Printing and imaging hardware and software company Lexmark this morning announced that it plans to significantly restructure in order to eventually save close to $100 million per year.

Most significantly: the company will stop developing and manufacturing inkjet hardware, and fire 1,700 workers as a result.

Lexmark says it will close its inkjet supplies manufacturing facility in the Philippines by the end of 2015. Of the 1,700 jobs that will be scrapped, 1,100 are manufacturing positions, it adds.

Lexmark says it will continue to provide service, support and aftermarket supplies for its inkjet installed base and look for a buyer of its inkjet-related technology.

Says Lexmark CEO and chairman Paul Rooke:

“Today’s announcement represents difficult decisions, which are necessary to drive improved profitability and significant savings.

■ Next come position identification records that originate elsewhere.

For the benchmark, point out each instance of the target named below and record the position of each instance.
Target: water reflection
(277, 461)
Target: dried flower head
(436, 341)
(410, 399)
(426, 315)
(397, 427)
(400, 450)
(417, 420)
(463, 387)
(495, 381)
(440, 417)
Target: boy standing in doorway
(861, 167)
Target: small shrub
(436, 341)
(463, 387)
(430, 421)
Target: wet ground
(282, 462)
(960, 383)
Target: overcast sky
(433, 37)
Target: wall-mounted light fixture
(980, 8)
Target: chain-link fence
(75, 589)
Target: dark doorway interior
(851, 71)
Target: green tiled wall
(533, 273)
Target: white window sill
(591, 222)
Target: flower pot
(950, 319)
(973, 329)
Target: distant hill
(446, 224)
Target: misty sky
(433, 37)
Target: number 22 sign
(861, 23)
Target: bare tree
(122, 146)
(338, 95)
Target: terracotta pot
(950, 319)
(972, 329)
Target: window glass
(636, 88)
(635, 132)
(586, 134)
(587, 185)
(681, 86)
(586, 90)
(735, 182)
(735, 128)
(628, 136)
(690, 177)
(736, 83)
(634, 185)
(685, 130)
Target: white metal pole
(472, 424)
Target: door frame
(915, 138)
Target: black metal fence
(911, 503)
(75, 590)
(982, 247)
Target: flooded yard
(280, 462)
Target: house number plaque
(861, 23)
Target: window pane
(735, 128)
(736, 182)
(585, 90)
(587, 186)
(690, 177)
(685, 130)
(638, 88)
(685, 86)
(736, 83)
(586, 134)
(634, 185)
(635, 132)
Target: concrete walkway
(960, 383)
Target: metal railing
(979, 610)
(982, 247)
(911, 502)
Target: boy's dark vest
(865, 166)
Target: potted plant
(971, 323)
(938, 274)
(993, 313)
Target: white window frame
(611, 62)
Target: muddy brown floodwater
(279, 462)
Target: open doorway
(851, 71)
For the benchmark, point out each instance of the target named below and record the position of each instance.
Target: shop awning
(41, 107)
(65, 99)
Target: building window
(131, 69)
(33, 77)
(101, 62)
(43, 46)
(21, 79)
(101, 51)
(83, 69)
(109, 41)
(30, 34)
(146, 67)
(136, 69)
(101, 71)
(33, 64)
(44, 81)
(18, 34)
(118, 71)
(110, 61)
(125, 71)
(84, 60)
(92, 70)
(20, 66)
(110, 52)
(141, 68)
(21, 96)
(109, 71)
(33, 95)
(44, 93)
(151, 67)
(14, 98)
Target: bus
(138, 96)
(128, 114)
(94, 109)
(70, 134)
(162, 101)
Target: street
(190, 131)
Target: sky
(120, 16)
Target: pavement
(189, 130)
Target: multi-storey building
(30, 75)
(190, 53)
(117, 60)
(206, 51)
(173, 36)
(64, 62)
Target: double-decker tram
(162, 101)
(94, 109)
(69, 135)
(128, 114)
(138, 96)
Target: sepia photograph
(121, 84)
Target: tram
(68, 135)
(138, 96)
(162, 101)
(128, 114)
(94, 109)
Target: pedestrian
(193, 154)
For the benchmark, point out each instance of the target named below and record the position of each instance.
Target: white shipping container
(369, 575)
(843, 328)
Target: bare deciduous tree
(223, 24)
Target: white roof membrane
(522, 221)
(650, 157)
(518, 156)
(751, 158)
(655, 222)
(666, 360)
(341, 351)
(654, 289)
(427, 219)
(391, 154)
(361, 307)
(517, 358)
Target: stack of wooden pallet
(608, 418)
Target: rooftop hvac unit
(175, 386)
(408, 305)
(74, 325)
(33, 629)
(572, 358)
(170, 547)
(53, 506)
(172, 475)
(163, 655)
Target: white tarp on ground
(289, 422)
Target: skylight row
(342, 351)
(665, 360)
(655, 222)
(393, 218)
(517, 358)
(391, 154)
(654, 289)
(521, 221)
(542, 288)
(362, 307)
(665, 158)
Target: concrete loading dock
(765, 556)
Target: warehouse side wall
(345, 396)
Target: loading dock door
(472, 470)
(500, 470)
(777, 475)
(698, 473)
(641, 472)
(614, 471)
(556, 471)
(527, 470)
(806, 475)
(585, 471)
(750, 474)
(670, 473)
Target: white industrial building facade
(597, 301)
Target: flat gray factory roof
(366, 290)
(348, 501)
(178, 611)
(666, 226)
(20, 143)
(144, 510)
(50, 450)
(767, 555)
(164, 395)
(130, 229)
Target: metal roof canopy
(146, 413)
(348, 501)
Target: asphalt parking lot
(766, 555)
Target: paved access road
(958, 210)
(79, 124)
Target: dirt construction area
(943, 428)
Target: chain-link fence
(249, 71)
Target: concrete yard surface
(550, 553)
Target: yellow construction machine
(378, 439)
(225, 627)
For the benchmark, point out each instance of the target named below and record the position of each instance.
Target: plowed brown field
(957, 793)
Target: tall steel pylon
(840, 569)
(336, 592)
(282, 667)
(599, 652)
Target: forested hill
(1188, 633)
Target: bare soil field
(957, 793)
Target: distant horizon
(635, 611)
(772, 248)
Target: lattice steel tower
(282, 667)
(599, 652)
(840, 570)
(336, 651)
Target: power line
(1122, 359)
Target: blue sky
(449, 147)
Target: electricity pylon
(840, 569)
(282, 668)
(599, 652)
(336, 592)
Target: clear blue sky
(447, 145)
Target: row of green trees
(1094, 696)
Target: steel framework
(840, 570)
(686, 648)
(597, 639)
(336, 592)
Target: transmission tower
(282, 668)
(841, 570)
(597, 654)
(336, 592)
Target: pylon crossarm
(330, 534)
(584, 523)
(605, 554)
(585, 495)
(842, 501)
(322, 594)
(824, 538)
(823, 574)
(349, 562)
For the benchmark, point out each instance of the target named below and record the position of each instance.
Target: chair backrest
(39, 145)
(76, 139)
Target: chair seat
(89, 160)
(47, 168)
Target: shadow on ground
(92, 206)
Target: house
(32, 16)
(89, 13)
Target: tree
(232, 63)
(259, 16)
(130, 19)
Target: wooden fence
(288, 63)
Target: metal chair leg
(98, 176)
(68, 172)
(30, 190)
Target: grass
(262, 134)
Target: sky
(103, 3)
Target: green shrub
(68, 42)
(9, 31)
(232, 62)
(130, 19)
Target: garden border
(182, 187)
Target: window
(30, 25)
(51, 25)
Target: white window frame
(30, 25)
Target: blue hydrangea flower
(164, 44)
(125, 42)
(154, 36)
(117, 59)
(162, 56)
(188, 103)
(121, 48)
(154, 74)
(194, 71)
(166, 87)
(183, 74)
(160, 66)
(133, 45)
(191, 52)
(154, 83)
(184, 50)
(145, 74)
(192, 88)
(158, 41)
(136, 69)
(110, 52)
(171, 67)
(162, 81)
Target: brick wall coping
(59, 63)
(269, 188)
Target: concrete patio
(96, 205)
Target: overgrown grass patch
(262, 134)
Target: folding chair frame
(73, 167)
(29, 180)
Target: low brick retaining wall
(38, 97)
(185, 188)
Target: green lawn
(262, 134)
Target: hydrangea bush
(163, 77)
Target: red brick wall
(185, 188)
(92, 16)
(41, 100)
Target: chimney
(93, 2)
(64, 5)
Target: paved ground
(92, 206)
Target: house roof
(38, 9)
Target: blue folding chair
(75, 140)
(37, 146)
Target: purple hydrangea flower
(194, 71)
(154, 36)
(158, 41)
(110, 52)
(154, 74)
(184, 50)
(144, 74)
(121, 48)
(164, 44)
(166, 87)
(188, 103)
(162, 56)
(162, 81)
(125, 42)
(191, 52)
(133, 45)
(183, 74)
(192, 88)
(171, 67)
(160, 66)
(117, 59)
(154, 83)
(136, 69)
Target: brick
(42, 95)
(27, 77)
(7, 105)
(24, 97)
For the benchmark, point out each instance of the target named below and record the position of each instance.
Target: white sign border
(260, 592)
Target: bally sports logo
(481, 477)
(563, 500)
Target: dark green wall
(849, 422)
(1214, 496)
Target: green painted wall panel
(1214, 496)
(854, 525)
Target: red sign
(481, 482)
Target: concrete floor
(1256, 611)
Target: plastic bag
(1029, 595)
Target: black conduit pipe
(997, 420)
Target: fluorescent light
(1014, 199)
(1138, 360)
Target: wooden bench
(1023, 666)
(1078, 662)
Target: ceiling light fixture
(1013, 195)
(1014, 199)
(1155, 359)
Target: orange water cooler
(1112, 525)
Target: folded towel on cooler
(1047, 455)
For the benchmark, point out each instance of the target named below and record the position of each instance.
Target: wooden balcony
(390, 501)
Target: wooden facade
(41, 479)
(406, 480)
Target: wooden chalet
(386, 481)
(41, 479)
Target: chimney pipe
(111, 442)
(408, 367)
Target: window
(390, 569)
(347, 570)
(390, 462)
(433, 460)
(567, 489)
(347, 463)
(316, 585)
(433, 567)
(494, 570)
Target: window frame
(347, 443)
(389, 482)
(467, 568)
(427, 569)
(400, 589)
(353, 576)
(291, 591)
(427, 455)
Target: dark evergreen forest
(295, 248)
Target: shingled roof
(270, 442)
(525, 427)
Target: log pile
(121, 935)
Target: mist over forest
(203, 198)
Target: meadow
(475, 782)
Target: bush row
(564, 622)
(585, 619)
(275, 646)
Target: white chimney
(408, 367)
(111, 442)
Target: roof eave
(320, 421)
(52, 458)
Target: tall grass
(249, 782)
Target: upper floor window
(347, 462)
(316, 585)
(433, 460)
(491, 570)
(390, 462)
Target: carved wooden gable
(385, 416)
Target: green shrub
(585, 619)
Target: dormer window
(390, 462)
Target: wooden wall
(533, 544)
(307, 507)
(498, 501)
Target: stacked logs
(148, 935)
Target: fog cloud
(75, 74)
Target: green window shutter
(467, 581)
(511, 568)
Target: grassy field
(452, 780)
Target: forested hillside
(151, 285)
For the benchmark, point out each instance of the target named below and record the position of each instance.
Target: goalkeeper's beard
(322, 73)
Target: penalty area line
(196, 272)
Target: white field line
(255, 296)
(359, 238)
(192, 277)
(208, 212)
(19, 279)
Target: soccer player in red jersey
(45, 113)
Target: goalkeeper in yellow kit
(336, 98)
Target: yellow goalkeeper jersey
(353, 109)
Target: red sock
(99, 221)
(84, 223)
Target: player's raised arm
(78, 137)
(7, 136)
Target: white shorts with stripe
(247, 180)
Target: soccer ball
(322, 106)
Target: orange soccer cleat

Our investments are focused on higher value imaging and software solutions, and we believe the synergies between imaging and the emerging software elements of our business will continue to drive growth across the organization.”

The company’s actions are expected to generate $85 million savings in 2013 and should increase to ongoing annualized savings of $95 million beginning in 2015.

As for the restructuring costs (from the press release):

The total program pre-tax cost for these actions is expected to be $160 million, with $110 million incurred in 2012, $30 million incurred in 2013, and the remaining $20 million incurred in 2014 and 2015.

The total program cash flow impact for these actions is expected to be $75 million, with $40 million impacting 2012, $30 million impacting 2013, and the remaining $5 million impacting 2014 and 2015.

Lexmark also announced that it plans an additional $100 million of share repurchases in the third and fourth quarter of 2012 to appease its shareholders.